# Timeout nach 30 Minuten Laufzeit einer entfernten Methode



## argoran (4. Feb 2009)

Hallo,

wie kann ich den 1800000 ms Timeout für das Benutzen von entfernten Methoden anheben. Ich bekomme nach dieser Zeit nämlich immer folgende Warnung mit anschließender Exception:


> WARNING: "IOP00410219: (COMM_FAILURE) Communications timeout waiting for response. Exceeded 1,800,000 milliseconds"
> org.omg.CORBA.COMM_FAILURE: vmcid: SUN minor code: 219 completed: Maybe
> at com.sun.corba.ee.impl.logging.ORBUtilSystemException.communicationsTimeoutWaitingForResponse(ORBUtilSystemException.java:2863)
> at com.sun.corba.ee.impl.logging.ORBUtilSystemException.communicationsTimeoutWaitingForResponse(ORBUtilSystemException.java:2878)
> ...



Vielen Dank

Argoran


----------



## Ebenius (5. Feb 2009)

Ich hab nicht viel Ahnung von Java EE, aber mir scheint, Du suchst nach sowas? Sun Java System Application Server 9.1 Administration Reference.
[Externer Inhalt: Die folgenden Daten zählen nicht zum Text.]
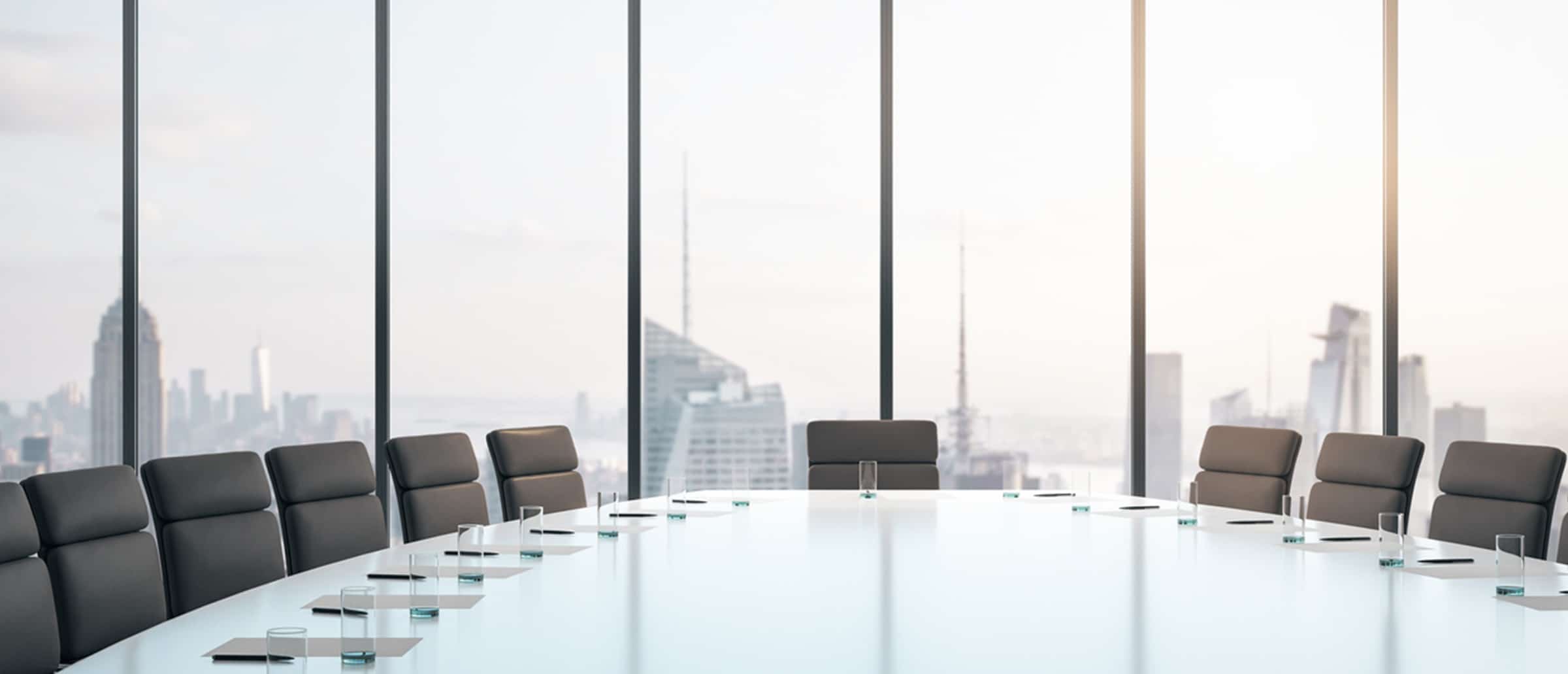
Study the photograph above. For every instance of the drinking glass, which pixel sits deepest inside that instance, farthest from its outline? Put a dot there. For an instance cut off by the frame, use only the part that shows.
(1083, 491)
(286, 645)
(868, 480)
(676, 505)
(1392, 539)
(742, 496)
(531, 545)
(1012, 477)
(424, 573)
(358, 640)
(598, 516)
(1292, 522)
(1188, 509)
(471, 555)
(1511, 565)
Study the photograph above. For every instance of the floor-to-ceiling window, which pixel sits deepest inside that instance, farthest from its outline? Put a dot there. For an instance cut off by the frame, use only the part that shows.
(1012, 235)
(60, 201)
(1264, 225)
(256, 225)
(759, 233)
(1482, 105)
(508, 225)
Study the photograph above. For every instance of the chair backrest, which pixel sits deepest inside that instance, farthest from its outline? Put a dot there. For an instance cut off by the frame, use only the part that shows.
(1492, 488)
(904, 450)
(327, 503)
(1362, 475)
(29, 631)
(435, 480)
(103, 566)
(537, 466)
(216, 533)
(1247, 467)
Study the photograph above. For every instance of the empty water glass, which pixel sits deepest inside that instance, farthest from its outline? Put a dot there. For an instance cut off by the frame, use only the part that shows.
(1511, 565)
(531, 537)
(1392, 539)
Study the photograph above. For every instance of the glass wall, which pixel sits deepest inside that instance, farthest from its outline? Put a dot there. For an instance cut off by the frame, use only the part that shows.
(1480, 227)
(60, 203)
(257, 233)
(759, 233)
(508, 225)
(1264, 225)
(1012, 235)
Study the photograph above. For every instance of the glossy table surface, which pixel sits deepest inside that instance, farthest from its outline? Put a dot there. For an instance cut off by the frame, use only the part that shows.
(911, 582)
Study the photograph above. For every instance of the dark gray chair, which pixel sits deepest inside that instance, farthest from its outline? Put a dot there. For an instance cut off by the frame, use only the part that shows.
(103, 566)
(1492, 488)
(537, 466)
(1363, 475)
(435, 480)
(1247, 467)
(216, 535)
(29, 631)
(904, 450)
(327, 503)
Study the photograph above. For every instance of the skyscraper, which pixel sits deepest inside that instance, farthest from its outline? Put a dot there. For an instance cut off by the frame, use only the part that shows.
(107, 367)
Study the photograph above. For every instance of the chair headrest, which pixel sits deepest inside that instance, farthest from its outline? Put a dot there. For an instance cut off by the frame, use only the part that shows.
(1250, 450)
(84, 505)
(1499, 471)
(18, 530)
(534, 450)
(1376, 462)
(432, 462)
(322, 471)
(193, 486)
(883, 441)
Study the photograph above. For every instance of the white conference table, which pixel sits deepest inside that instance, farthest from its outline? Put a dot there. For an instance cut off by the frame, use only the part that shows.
(911, 582)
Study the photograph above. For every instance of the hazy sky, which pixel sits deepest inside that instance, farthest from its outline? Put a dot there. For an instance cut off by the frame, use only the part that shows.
(508, 152)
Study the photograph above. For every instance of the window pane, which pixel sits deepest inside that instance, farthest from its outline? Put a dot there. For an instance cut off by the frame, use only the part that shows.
(1264, 225)
(1013, 143)
(60, 399)
(1480, 227)
(759, 233)
(508, 225)
(257, 223)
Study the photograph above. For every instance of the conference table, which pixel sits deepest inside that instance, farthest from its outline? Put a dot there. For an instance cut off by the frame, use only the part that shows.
(911, 582)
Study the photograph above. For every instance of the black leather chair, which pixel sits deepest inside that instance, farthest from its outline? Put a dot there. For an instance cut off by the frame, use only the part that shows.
(103, 566)
(435, 482)
(327, 503)
(1492, 488)
(1247, 467)
(29, 631)
(537, 466)
(216, 533)
(904, 450)
(1363, 475)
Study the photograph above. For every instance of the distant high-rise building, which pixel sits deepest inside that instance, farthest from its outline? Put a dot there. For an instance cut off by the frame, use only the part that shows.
(1162, 427)
(1341, 383)
(263, 379)
(1415, 403)
(106, 389)
(1454, 424)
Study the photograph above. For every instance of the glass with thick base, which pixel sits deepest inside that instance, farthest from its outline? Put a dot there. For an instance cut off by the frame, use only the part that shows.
(1188, 507)
(1392, 539)
(287, 649)
(531, 532)
(424, 585)
(1292, 519)
(358, 640)
(1511, 565)
(471, 554)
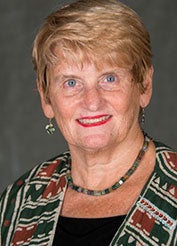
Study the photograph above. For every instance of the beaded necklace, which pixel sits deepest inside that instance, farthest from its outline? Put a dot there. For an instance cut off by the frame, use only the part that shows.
(118, 183)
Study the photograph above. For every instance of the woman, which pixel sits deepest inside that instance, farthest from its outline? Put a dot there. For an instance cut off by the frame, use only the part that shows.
(115, 185)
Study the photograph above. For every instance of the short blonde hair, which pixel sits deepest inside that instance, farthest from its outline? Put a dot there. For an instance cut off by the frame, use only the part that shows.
(98, 30)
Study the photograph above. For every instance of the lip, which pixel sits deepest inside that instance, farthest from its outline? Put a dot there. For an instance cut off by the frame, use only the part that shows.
(91, 121)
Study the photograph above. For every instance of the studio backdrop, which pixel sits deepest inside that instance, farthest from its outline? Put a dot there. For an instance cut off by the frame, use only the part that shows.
(23, 140)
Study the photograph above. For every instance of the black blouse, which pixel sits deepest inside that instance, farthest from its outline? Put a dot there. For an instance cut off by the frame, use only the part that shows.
(86, 232)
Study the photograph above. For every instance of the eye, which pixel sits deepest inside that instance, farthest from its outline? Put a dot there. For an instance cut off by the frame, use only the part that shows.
(71, 83)
(110, 78)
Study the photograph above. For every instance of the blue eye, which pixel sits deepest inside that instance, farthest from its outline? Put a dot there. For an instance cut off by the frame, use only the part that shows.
(110, 78)
(71, 83)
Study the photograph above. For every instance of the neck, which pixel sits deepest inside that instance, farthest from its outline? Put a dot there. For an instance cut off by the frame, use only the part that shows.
(90, 169)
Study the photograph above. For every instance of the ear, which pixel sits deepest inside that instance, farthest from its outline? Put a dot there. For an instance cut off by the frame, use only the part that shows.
(46, 106)
(145, 96)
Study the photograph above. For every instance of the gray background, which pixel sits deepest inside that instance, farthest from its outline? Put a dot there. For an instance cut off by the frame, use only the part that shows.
(23, 141)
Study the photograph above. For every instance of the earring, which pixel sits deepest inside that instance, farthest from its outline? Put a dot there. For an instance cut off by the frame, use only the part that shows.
(142, 116)
(50, 127)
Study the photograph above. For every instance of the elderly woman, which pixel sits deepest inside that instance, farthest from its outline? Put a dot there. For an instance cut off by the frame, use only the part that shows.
(115, 185)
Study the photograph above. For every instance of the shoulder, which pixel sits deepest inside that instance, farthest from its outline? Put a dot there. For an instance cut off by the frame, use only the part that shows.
(41, 173)
(166, 162)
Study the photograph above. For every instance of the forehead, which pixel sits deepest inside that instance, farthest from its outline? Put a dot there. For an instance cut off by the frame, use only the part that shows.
(81, 58)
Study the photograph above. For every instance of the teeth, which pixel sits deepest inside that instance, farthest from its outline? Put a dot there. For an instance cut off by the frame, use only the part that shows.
(92, 121)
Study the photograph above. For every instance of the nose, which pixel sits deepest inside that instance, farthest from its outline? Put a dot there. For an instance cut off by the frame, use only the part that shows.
(92, 99)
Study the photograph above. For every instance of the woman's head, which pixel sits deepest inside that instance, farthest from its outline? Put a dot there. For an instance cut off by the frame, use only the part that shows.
(101, 31)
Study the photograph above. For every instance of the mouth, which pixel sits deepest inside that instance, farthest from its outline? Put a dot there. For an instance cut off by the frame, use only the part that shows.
(94, 121)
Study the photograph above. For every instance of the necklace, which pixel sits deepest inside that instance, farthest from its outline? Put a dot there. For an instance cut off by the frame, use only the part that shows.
(118, 183)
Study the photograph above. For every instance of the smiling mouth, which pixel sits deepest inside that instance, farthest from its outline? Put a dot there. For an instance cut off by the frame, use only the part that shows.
(94, 121)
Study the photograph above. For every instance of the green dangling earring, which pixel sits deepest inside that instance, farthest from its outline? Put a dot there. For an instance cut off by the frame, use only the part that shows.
(50, 127)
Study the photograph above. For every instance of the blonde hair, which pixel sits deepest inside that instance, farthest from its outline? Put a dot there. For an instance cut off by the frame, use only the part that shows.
(98, 30)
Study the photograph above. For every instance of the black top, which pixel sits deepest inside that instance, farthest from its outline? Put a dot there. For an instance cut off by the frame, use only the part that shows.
(86, 232)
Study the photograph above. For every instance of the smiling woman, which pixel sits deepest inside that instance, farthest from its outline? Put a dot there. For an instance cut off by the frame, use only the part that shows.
(115, 185)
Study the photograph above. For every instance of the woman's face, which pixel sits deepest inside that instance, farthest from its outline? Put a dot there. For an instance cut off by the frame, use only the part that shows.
(94, 108)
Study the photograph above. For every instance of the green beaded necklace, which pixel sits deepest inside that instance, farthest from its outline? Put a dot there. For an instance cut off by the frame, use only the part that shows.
(118, 183)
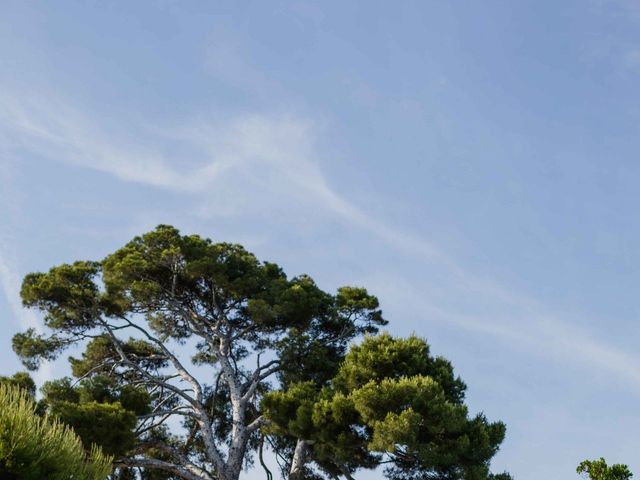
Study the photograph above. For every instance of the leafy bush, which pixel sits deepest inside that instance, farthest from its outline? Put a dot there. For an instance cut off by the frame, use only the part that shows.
(35, 447)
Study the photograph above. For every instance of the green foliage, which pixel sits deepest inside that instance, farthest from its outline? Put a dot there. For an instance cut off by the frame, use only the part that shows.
(99, 411)
(599, 470)
(33, 447)
(386, 399)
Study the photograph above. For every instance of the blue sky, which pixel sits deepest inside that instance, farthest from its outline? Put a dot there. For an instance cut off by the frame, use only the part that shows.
(474, 164)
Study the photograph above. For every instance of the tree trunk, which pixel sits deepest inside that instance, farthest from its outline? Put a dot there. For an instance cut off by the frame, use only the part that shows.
(298, 461)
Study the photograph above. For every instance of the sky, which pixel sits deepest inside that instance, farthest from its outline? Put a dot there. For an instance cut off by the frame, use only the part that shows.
(473, 164)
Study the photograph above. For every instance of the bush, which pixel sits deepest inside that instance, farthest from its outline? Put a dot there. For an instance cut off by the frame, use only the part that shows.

Such mal nach "response-timeout"... Vielleicht hilft das.


----------



## maki (5. Feb 2009)

Das wäre imho ein Anwendungsfall für Asychrone aufrufe.


----------



## argoran (5. Feb 2009)

Hallo,

danke für eure Antworten! Ich benutze als App.-Server Glassfish. In der Adminconsole kann man allerhand Timeouts einstellen, aber leider gibt es, soweit ich das sehe, keine Einstellungsmöglichkeit, um mein Problem zu beheben.
Nach 30 Minuten Bearbeitungszeit einer Methode schlägt dieser Timeout zu.

Vielen Dank
argo


----------